Resultados publicados em iCiênciavêm de pesquisas lideradas por Eric Saldes, Ph.D., Paul Sabandal, Ph.D., e Kyung-Ahn Han, Ph.D. Os pesquisadores investigaram como a cafeína administrada em diferentes horários do dia afeta a inibição e a impulsividade usando moscas-das-frutas.

Tipos usados Drosophila melanogasteré amplamente utilizado em pesquisas comportamentais porque sua composição genética e seu sistema nervoso compartilham semelhanças importantes com os humanos, explicou Khan.

“A cafeína é a substância psicoativa mais consumida no mundo, com cerca de 85% dos adultos norte-americanos a consumi-la regularmente”, disse Sabandal, professor associado de ciências biológicas da UTEP. “Dada a popularidade da cafeína, queríamos examinar se factores adicionais influenciam os seus efeitos no controlo comportamental”.

A cafeína noturna está associada à redução do autocontrole

Para testar isso, a equipe alimentou as moscas da fruta com cafeína sob uma variedade de condições, incluindo diferentes doses, exposição diurna e noturna e combinada com privação de sono. Eles então avaliaram a impulsividade observando até que ponto as moscas conseguiam parar de se mover quando expostas a fortes correntes de ar, o que naturalmente consideram desagradáveis.

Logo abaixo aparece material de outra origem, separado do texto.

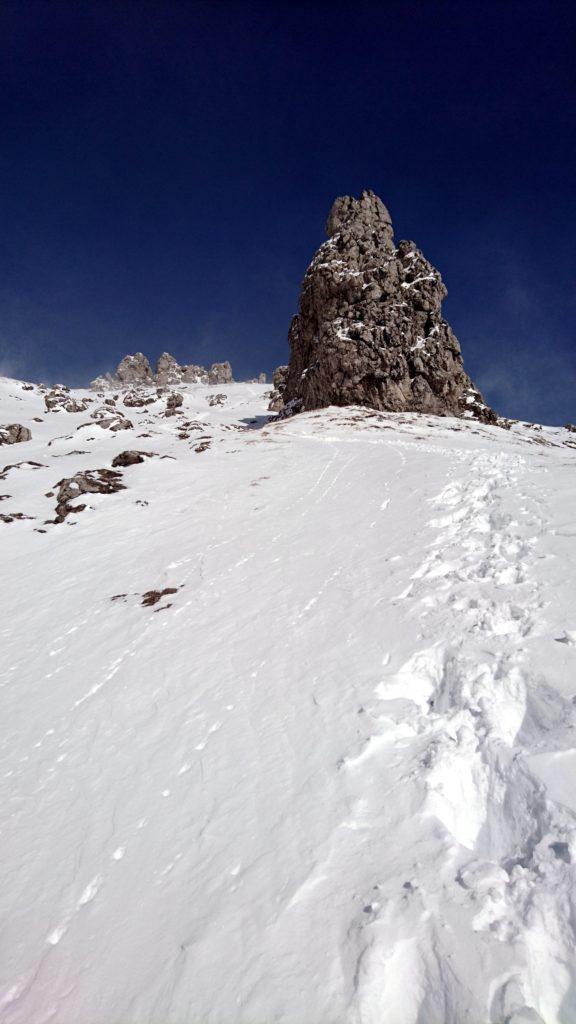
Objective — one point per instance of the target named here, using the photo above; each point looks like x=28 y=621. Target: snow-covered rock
x=370 y=330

“Em circunstâncias normais, as moscas param de se mover quando expostas a um forte fluxo de ar”, disse Saldes, agora pesquisador da Universidade de Illinois em Peoria College of Medicine e ex-bolsista de pós-doutorado da UTEP. “Descobrimos que as moscas que consomem cafeína à noite são menos capazes de inibir os seus movimentos, exibindo comportamentos impulsivos, como voos imprudentes, apesar destas condições aversivas”.

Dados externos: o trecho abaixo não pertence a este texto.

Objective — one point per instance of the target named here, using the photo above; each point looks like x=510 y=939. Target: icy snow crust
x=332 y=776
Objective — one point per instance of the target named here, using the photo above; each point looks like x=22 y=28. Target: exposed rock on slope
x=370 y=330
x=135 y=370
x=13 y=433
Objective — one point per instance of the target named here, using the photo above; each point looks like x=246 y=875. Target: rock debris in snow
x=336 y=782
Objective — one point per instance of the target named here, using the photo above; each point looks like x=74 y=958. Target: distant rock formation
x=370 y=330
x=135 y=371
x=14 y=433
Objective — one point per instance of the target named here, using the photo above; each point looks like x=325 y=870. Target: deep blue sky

As moscas que consumiram cafeína durante o dia não apresentaram o mesmo padrão, indicando que o momento da ingestão de cafeína desempenha um papel fundamental.

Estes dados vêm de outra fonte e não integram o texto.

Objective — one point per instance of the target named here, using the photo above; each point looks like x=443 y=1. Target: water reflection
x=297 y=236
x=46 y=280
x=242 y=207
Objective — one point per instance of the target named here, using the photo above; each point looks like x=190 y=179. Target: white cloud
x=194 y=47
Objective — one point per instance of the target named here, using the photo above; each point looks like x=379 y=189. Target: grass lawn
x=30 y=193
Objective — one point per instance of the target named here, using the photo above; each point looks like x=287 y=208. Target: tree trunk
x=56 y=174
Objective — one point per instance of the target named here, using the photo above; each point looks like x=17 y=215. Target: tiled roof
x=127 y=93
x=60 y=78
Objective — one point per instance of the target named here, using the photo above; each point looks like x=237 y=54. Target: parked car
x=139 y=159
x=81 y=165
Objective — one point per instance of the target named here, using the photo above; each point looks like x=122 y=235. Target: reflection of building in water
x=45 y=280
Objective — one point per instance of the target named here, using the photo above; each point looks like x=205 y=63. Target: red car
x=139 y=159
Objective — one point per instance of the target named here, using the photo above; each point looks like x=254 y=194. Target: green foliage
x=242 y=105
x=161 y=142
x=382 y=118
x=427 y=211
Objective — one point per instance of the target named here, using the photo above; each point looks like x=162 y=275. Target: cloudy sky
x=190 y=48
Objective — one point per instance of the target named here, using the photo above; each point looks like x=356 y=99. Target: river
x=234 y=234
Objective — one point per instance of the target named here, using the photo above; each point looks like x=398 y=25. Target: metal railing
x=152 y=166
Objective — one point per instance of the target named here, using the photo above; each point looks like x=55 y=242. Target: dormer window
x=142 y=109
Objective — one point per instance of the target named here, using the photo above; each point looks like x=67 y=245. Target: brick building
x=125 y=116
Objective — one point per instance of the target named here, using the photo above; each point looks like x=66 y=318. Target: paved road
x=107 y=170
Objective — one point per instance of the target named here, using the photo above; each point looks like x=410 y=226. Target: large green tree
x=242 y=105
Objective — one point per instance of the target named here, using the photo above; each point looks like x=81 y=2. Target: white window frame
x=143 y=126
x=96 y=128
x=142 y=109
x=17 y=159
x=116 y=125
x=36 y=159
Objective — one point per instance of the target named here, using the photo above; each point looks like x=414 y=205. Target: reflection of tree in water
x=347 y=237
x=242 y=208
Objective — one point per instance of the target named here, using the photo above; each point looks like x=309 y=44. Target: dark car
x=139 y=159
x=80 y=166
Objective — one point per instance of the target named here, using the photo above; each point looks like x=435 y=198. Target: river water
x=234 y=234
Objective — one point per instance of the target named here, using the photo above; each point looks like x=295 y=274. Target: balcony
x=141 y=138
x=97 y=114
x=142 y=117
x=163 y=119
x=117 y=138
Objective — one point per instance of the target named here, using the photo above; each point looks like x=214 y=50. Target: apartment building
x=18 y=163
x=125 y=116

As moscas fêmeas reagem mais fortemente à cafeína

Os pesquisadores também observaram diferenças claras entre homens e mulheres. Embora ambos os sexos tivessem o mesmo nível de cafeína em seus sistemas, as mulheres apresentaram níveis significativamente mais elevados de comportamento impulsivo.

“As moscas não possuem hormônios humanos como o estrogênio, sugerindo que outros fatores genéticos ou fisiológicos são responsáveis ​​pelo aumento da sensibilidade das fêmeas”, disse Kyung-Ahn Han, professor de ciências biológicas. “Identificar esses mecanismos nos ajudará a entender melhor como a fisiologia noturna e os fatores específicos do sexo modulam os efeitos da cafeína”.

Implicações potenciais para os trabalhadores do turno noturno

As descobertas podem ter implicações mais amplas para as pessoas que dependem da cafeína à noite, incluindo trabalhadores por turnos, profissionais de saúde e militares. Os investigadores observam que estes efeitos podem ser particularmente relevantes para as mulheres.

A pesquisa foi realizada no laboratório de Hahn, no Departamento de Ciências Biológicas da UTEP. O laboratório concentra-se na base neurobiológica da plasticidade comportamental, incluindo aprendizagem, memória e habituação, bem como nas interações gene-ambiente associadas à doença de Alzheimer e demências relacionadas.